Alzheimer: l’importanza della musicoterapia e cineforum
Il protocollo ha previsto anche la stimolazione attraverso la musicoterapia e il cineforum: «Periodicamente proponiamo la visione di un film tutti insieme, dopo la quale lo si commenta, ripercorrendone le tappe principali e chiedendo cosa ci si ricorda della trama, dei personaggi, ecc. – spiega il ricercatore – Una volta alla settimana, poi, c’è l’intervento di un musicoterapeuta con una prima parte di ascolto della sua musica dal vivo e una seconda parte di tipo produttivo: sono gli anziani, infatti, a suonare in gruppo, ciascuno con uno strumento come tamburelli o maracas.
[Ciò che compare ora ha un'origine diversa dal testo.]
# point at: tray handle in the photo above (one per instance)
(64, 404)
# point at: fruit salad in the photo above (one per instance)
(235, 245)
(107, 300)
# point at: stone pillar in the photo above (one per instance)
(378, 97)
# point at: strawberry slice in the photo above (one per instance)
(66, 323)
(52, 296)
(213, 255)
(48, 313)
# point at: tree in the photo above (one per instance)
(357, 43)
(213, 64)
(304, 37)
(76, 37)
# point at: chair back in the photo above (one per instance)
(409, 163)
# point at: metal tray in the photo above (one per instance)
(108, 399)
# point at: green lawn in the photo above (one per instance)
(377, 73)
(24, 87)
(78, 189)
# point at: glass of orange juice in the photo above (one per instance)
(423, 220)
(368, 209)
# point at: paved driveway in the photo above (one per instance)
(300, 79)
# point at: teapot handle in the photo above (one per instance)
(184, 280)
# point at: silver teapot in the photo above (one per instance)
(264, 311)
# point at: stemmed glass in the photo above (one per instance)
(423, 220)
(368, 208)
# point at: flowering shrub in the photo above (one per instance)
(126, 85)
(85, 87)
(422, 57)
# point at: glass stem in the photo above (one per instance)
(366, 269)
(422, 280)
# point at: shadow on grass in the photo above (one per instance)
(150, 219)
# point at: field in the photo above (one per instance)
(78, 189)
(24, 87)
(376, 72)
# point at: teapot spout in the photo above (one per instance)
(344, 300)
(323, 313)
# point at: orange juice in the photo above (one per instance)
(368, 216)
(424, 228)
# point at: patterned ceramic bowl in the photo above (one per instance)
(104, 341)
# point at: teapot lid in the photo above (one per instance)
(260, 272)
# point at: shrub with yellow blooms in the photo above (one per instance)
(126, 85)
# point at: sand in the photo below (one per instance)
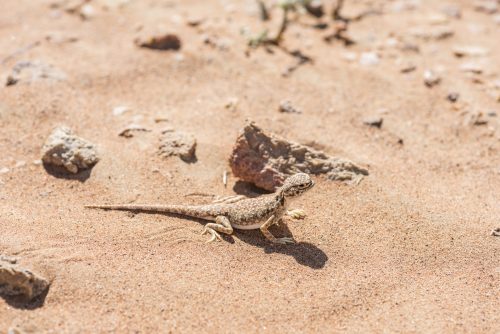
(409, 249)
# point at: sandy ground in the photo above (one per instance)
(408, 250)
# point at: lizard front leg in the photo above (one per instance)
(296, 213)
(269, 236)
(222, 225)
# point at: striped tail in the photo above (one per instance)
(187, 210)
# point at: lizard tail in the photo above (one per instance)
(176, 209)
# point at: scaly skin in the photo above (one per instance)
(252, 213)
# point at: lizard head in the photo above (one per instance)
(296, 185)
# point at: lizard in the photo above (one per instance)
(245, 214)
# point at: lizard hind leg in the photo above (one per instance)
(222, 225)
(269, 236)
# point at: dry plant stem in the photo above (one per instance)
(336, 11)
(284, 23)
(263, 12)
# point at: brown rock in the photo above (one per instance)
(267, 160)
(16, 281)
(179, 144)
(161, 42)
(34, 71)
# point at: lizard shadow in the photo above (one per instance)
(248, 189)
(22, 303)
(61, 173)
(304, 253)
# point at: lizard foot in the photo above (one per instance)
(284, 241)
(215, 235)
(296, 213)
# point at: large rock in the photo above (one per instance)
(16, 281)
(267, 160)
(63, 148)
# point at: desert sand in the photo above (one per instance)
(408, 249)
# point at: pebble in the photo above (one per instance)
(350, 56)
(120, 110)
(160, 42)
(452, 11)
(471, 67)
(287, 107)
(369, 59)
(33, 71)
(128, 132)
(453, 97)
(20, 163)
(374, 121)
(486, 6)
(436, 33)
(232, 104)
(431, 78)
(437, 18)
(87, 12)
(469, 51)
(177, 143)
(407, 68)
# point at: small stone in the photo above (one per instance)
(177, 143)
(63, 148)
(407, 68)
(28, 72)
(350, 56)
(471, 67)
(486, 6)
(315, 8)
(87, 12)
(374, 121)
(15, 281)
(60, 38)
(120, 110)
(20, 163)
(232, 104)
(453, 97)
(128, 132)
(452, 11)
(287, 107)
(431, 78)
(437, 19)
(369, 59)
(160, 42)
(194, 21)
(9, 259)
(469, 51)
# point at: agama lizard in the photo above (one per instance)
(244, 214)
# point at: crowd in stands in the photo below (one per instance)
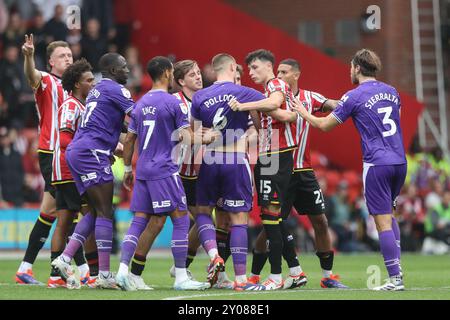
(422, 208)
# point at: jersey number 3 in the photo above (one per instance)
(388, 121)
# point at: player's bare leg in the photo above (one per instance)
(90, 250)
(37, 238)
(390, 252)
(239, 248)
(63, 225)
(145, 243)
(259, 257)
(223, 225)
(194, 241)
(271, 216)
(325, 252)
(180, 221)
(129, 244)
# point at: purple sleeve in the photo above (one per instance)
(181, 114)
(132, 124)
(344, 109)
(122, 97)
(195, 108)
(254, 95)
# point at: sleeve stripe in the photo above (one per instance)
(336, 117)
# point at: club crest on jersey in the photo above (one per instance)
(183, 108)
(89, 176)
(126, 93)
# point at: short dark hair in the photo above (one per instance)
(291, 62)
(52, 47)
(261, 54)
(181, 68)
(157, 66)
(73, 74)
(368, 61)
(240, 69)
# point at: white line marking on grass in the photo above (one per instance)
(290, 292)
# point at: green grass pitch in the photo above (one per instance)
(426, 277)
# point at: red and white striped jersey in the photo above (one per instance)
(186, 158)
(49, 95)
(277, 136)
(69, 119)
(313, 102)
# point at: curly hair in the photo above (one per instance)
(73, 74)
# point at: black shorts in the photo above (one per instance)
(45, 163)
(189, 185)
(272, 176)
(68, 198)
(304, 194)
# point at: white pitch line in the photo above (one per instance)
(289, 292)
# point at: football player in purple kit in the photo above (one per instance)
(375, 109)
(88, 157)
(225, 171)
(158, 118)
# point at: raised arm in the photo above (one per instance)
(273, 102)
(330, 105)
(31, 73)
(325, 124)
(128, 150)
(284, 115)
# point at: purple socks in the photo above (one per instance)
(239, 248)
(390, 252)
(396, 230)
(131, 239)
(103, 238)
(179, 243)
(83, 229)
(206, 231)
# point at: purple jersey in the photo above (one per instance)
(375, 109)
(102, 120)
(210, 106)
(156, 119)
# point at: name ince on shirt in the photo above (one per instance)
(381, 96)
(218, 99)
(148, 110)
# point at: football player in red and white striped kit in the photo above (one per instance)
(49, 95)
(77, 80)
(275, 161)
(304, 192)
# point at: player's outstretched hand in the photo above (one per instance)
(128, 180)
(28, 46)
(234, 104)
(119, 150)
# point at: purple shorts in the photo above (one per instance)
(89, 167)
(382, 185)
(158, 196)
(230, 179)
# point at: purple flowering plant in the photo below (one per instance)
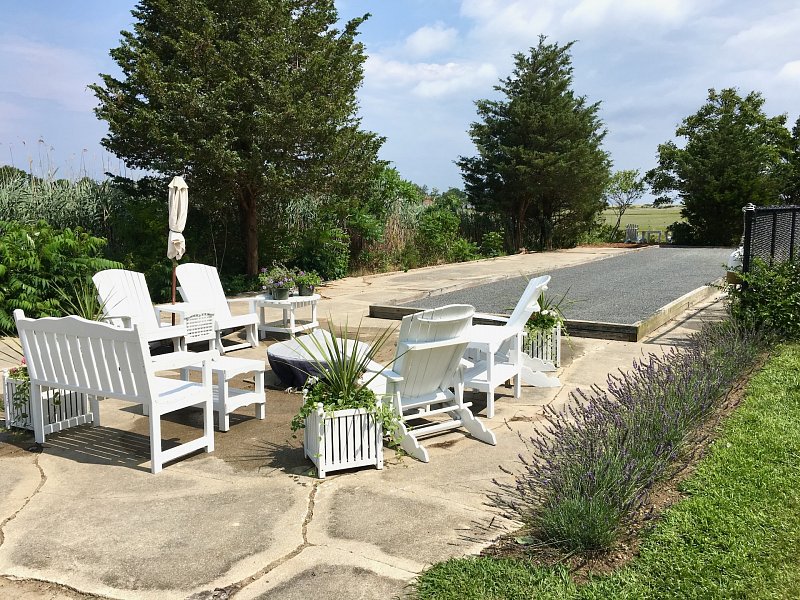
(596, 459)
(277, 277)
In questo modo si stimolano molte funzioni cognitive contemporaneamente: l’ascolto, l’esecuzione, il movimento, la coordinazione, ecc. La mente risulta molto impegnata con evidenti benefici», spiega Sale.
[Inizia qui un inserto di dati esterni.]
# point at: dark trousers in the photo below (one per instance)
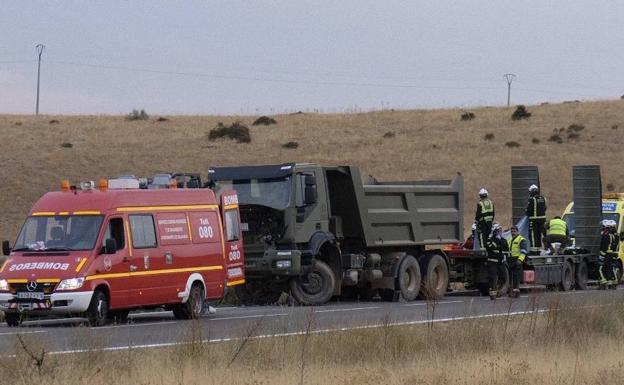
(515, 272)
(606, 270)
(536, 228)
(495, 275)
(484, 228)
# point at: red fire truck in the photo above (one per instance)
(101, 252)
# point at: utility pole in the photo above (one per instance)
(39, 47)
(509, 78)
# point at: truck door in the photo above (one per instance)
(233, 239)
(145, 253)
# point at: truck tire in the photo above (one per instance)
(436, 279)
(317, 287)
(408, 279)
(13, 319)
(581, 276)
(97, 313)
(192, 308)
(567, 277)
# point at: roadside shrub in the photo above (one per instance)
(520, 113)
(467, 116)
(555, 138)
(264, 121)
(137, 115)
(290, 145)
(236, 131)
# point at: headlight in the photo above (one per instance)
(282, 264)
(70, 284)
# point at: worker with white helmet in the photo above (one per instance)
(498, 250)
(536, 212)
(608, 241)
(484, 217)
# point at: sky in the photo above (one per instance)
(269, 57)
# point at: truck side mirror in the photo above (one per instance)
(6, 250)
(110, 246)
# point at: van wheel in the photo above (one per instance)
(408, 280)
(567, 277)
(436, 280)
(193, 306)
(317, 287)
(97, 313)
(13, 319)
(581, 276)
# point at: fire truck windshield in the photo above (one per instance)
(63, 232)
(270, 192)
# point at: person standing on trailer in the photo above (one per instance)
(518, 249)
(536, 212)
(498, 250)
(484, 217)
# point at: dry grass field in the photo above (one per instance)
(426, 144)
(560, 346)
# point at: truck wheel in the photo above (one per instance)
(192, 308)
(97, 313)
(581, 276)
(408, 279)
(436, 280)
(317, 287)
(567, 277)
(13, 319)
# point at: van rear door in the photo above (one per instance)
(234, 253)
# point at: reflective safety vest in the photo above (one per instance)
(557, 227)
(487, 210)
(516, 249)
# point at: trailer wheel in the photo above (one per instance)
(13, 319)
(567, 277)
(97, 313)
(581, 276)
(317, 287)
(408, 280)
(436, 279)
(193, 306)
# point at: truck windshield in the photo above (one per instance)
(271, 192)
(63, 232)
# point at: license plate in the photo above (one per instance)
(27, 295)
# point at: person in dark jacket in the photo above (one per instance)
(536, 212)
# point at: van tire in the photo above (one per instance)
(13, 319)
(194, 305)
(97, 313)
(317, 287)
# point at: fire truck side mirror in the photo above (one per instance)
(110, 246)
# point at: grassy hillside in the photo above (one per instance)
(423, 144)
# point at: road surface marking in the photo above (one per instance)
(347, 309)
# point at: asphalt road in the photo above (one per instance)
(159, 329)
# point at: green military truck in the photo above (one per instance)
(320, 232)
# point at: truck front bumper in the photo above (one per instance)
(55, 303)
(275, 262)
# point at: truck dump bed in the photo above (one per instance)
(408, 213)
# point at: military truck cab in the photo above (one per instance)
(325, 233)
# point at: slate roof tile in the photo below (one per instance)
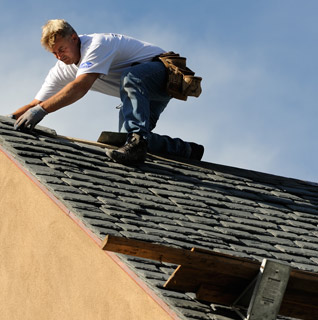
(239, 212)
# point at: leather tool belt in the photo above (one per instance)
(181, 82)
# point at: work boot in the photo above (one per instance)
(134, 151)
(197, 151)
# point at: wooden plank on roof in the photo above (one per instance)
(219, 278)
(218, 287)
(198, 259)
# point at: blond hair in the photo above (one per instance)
(54, 28)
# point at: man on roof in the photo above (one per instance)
(115, 65)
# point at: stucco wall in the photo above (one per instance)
(51, 269)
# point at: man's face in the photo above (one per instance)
(67, 49)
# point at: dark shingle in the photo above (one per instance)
(239, 212)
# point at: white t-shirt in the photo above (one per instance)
(108, 54)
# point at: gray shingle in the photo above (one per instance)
(234, 211)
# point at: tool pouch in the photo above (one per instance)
(181, 81)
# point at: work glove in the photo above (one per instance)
(30, 118)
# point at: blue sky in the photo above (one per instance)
(258, 60)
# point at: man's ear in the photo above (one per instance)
(74, 37)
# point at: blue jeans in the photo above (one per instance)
(144, 98)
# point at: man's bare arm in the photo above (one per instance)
(25, 108)
(72, 92)
(31, 114)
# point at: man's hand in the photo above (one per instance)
(30, 118)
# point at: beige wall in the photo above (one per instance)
(51, 269)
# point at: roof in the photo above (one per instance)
(176, 203)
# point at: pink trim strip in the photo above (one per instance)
(97, 241)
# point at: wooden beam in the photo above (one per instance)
(196, 259)
(220, 278)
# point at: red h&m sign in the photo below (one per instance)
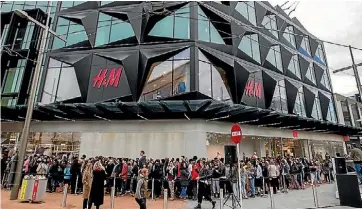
(106, 79)
(253, 89)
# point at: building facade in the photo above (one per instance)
(349, 112)
(203, 63)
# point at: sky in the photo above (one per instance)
(338, 22)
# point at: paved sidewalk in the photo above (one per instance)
(295, 199)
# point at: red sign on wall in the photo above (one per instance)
(253, 89)
(106, 79)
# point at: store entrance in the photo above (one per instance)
(285, 147)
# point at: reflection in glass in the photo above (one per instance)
(319, 55)
(270, 23)
(355, 114)
(109, 28)
(311, 74)
(176, 25)
(331, 115)
(206, 29)
(299, 107)
(275, 58)
(316, 110)
(70, 31)
(325, 80)
(346, 113)
(294, 66)
(250, 45)
(213, 81)
(279, 102)
(60, 83)
(247, 9)
(304, 47)
(289, 35)
(167, 78)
Esercizi efficaci per le donne
Nelle donne i risultati degli esercizi sono risultati particolarmente efficaci nel miglioramento della malattia. «È così, per almeno due motivi. Il primo è più generale e riguarda il punto di partenza di inizia questo percorso: in genere, per esempio, chi ha un livello di scolarizzazione inferiore ha anche un deficit cognitivo più alto, quindi durante il percorso ha un margine di recupero maggiore rispetto a chi magari ha disturbi cognitivi inferiori. Ecco che le donne che accedono al percorso in media hanno diagnosi peggiori, risultano un po’ più compromesse. Di contro, con loro il miglioramento e i benefici sono superiori in genere rispetto agli uomini – chiarisce l’esperto – Il secondo motivo, invece, è che in linea di massima le donne sono più coinvolte nelle attività proposte rispetto agli uomini, che a volte hanno più vergogna o reticenza nell’accettare il percorso». Molti più complesso e delicato capire perché la popolazione femminile arrivi in terza età spesso con qualche compromissione cognitiva maggiore: alcuni studi porterebbero a pensare a cause ormonali, quindi al fatto che con la menopausa venga meno la “protezione” dall’invecchiamento, anche cognitivo. «Quello che possiamo dire sicuramente è che le donne hanno maggiore capacità di coinvolgimento nelle attività e quindi, una volta intraprese, risultano poi anche le maggiori beneficiarie in termini di efficacia», conclude il ricercatore del Cnr.